Cost and Quality-of-Life Outcomes of Fractional Flow Reserve With CT Angiography
What is the effect on cost and quality of life (QOL) of using fractional flow reserve estimated using computed tomography (FFRCT) instead of usual care to evaluate stable patients with symptoms suspicious for coronary disease?
The PLATFORM study investigators enrolled symptomatic patients without known coronary disease into two strata based on whether invasive or noninvasive diagnostic testing was planned. In each stratum, consecutive observational cohorts were evaluated with either usual care or FFRCT. The number of diagnostic tests, invasive procedures, hospitalizations, and medications during 90-day follow-up were multiplied by US cost weights and summed to derive total medical costs. Changes in QOL from baseline to 90 days were assessed using the Seattle Angina Questionnaire (SAQ), the EuroQOL (EQ-5D), and a visual analog scale (VAS).
In the 584 patients, 74% had atypical angina, and the pretest probability of coronary disease was 49%. In the planned invasive stratum, mean costs were 32% lower among the FFRCT patients than among the usual care patients ($7,343 vs. $10,734 p < 0.0001). In the noninvasive stratum, mean costs were not significantly different between the FFRCT patients and the usual care patients ($2,679 vs. $2,137, p = 0.26). In a sensitivity analysis, when the cost weight of FFRCT was set to 7 times that of CT angiography (CTA), the FFRCT group still had lower costs than in the usual care group in the invasive testing stratum ($8,619 vs. $10,734, p < 0.0001), whereas in the noninvasive testing stratum, when the cost weight of FFRCT was set to half that of CTA, the FFRCT group had higher costs than the usual care group ($2,766 vs. $2,137, p = 0.02). Each QOL score improved in the overall study population (p < 0.0001). In the noninvasive stratum, QOL scores improved more in FFRCT patients than in usual care patients: SAQ 19.5 vs. 11.4, p = 0.003; EQ-5D 0.08 vs. 0.03, p = 0.002; and VAS 4.1 vs. 2.3, p = 0.82. In the invasive cohort, the improvements in QOL were similar in the FFRCT and usual care patients.

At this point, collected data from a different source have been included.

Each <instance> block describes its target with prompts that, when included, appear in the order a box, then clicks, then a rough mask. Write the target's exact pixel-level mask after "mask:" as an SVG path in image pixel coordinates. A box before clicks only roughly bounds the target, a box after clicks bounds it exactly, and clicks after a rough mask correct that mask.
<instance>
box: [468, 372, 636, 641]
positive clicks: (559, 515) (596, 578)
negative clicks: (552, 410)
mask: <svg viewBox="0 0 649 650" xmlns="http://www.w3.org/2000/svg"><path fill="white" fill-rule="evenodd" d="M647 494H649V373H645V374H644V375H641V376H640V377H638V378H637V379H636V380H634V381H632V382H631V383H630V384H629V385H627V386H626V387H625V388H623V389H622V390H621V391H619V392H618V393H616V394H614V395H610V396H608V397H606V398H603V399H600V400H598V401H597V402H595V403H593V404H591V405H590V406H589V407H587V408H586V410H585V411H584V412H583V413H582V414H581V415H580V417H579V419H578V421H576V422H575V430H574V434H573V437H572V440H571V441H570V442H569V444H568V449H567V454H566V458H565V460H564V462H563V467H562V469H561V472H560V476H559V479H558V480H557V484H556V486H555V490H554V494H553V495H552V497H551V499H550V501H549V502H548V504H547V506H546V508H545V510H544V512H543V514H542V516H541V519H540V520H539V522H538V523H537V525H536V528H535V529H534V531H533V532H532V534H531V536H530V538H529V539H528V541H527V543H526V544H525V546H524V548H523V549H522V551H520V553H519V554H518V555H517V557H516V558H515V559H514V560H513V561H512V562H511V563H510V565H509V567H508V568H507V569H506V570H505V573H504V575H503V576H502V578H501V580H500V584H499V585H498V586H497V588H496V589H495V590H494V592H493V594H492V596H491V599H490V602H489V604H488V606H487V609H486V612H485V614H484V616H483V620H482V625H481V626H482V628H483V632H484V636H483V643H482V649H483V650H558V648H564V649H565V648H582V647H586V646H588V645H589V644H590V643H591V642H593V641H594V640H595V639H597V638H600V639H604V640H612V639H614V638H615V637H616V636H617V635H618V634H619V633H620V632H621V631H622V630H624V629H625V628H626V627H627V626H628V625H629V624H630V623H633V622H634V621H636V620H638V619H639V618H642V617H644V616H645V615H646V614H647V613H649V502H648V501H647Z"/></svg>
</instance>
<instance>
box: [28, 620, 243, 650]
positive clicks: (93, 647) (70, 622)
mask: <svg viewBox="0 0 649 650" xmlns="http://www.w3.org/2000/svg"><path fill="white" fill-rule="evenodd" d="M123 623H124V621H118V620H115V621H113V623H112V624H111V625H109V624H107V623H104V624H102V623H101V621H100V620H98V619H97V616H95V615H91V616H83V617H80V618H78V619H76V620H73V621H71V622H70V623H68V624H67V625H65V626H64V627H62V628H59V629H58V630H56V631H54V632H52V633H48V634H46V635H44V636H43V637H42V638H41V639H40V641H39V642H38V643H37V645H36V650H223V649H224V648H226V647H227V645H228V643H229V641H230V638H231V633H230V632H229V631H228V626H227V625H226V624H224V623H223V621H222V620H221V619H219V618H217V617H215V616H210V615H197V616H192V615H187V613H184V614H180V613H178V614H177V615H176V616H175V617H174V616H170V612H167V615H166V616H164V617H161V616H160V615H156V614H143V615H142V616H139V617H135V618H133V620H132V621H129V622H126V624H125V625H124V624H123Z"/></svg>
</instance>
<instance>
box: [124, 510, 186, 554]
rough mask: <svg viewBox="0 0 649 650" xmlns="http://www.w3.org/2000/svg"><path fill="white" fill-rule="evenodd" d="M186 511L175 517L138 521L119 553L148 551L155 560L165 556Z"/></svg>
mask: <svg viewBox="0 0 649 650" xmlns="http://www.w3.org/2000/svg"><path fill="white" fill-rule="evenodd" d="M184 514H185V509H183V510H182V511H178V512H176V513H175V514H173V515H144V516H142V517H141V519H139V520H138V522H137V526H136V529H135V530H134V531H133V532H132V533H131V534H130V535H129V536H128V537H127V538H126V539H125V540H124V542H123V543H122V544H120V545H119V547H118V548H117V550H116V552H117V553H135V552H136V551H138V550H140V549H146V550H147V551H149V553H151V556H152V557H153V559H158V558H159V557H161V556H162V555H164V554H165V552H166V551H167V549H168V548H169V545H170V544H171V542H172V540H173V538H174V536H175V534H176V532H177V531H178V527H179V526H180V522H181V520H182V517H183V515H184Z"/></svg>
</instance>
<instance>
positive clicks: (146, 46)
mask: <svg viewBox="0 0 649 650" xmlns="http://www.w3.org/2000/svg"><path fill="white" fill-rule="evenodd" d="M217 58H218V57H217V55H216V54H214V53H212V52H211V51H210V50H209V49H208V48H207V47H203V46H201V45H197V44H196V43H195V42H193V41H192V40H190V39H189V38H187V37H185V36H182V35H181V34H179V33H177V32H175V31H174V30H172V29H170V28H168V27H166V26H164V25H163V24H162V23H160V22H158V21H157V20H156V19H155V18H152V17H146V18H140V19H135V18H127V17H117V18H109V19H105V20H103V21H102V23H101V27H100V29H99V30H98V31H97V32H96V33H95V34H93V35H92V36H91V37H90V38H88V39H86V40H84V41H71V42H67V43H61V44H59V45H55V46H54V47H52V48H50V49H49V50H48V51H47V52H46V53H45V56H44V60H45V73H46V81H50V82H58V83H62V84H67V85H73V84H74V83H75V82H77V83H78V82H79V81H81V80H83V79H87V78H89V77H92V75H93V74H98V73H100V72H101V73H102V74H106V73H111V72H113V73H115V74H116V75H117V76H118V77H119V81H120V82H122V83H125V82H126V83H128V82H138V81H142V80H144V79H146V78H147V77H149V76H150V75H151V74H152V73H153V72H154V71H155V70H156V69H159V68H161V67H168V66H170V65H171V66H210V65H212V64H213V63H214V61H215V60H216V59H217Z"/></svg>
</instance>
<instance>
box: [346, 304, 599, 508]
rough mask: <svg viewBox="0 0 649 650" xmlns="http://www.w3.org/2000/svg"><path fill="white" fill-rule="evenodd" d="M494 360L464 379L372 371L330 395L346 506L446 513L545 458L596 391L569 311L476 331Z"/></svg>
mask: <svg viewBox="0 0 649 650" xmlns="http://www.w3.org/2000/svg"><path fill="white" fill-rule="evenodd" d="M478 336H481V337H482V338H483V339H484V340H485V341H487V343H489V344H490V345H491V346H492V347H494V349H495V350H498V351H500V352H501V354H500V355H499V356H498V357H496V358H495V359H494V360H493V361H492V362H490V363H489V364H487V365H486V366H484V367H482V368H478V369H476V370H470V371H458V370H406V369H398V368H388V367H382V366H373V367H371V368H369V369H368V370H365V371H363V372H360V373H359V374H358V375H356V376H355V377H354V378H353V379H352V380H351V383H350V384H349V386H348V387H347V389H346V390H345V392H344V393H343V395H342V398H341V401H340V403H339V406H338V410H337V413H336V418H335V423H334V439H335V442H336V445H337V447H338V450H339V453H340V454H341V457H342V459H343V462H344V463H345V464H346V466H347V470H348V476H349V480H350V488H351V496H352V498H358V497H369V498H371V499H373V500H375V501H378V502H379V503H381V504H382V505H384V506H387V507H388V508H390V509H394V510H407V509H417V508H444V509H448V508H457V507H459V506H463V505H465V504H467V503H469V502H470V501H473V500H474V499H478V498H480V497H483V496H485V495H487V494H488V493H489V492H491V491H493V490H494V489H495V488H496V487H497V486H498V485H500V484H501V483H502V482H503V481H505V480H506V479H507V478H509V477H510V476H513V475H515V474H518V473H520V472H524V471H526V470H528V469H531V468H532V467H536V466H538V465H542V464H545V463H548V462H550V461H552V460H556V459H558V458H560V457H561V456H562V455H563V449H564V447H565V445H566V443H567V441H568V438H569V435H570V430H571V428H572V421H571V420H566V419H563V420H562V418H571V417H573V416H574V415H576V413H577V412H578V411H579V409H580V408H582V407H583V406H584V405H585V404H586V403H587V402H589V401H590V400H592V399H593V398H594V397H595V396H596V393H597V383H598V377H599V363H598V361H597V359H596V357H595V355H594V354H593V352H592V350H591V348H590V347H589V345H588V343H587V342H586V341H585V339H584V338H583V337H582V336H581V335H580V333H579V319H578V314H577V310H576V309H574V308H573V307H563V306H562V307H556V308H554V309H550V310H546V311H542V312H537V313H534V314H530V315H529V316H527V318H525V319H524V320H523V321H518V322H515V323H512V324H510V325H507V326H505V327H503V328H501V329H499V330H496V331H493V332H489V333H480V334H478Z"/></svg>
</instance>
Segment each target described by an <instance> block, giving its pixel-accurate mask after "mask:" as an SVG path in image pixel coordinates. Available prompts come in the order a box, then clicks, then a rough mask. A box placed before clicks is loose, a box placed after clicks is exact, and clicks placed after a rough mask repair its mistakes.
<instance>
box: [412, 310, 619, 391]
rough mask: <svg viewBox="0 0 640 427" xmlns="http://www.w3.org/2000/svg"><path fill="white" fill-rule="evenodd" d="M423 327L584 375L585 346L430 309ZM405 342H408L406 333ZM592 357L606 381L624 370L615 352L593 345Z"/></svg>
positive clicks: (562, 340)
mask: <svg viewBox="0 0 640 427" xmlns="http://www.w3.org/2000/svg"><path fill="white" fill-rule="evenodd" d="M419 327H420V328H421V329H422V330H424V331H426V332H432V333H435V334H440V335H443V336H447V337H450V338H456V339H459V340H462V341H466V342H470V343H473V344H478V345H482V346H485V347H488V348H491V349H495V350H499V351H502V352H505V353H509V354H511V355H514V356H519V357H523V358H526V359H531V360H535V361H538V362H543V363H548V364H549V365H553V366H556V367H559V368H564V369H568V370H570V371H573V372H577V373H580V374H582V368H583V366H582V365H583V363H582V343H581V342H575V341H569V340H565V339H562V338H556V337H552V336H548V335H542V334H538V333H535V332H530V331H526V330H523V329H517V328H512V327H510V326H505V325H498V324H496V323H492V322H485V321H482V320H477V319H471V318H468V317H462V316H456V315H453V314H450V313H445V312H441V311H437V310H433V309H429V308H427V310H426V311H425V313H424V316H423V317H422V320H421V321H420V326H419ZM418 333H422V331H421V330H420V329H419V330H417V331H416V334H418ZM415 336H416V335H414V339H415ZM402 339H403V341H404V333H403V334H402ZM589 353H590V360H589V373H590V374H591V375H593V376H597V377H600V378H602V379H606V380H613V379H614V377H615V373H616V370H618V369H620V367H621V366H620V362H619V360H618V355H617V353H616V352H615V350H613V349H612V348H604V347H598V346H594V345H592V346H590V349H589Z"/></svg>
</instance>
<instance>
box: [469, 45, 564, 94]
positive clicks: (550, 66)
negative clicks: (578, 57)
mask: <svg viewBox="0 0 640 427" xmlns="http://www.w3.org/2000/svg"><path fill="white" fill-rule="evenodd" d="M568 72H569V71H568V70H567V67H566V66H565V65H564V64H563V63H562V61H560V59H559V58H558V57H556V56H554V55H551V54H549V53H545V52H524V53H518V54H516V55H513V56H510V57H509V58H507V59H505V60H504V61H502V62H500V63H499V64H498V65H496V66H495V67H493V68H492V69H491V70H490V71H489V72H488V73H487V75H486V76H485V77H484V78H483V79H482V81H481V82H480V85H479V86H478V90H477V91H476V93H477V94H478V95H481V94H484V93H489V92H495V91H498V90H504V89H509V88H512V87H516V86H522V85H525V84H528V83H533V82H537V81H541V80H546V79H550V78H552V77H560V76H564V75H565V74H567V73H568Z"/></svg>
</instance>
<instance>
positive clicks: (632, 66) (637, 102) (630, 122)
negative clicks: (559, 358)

The authors concluded that an evaluation strategy based on FFRCT was associated with less resource use and lower costs within 90 days than evaluation with invasive coronary angiography.
This multicenter, prospective study of stable, symptomatic patients with suspected coronary disease reports that an evaluation strategy based on use of FFRCT was associated with lower use of medical resources and significantly lower costs compared with a strategy of invasive coronary angiography. Furthermore, a FFRCT-guided testing strategy was associated with less than half the rate of invasive coronary angiography, similar rates of overall coronary revascularization, and similar degrees of improvement in QOL than the invasive testing strategy. Overall, these findings suggest that the combination of anatomic and functional data provided by the FFRCT-guided testing strategy may lead to more selective use of invasive procedures than relying solely on the anatomic data provided by invasive coronary angiography. While this strategy appears attractive, it needs to be validated in a real-world population of patients including technical feasibility of FFRCT in all-comers.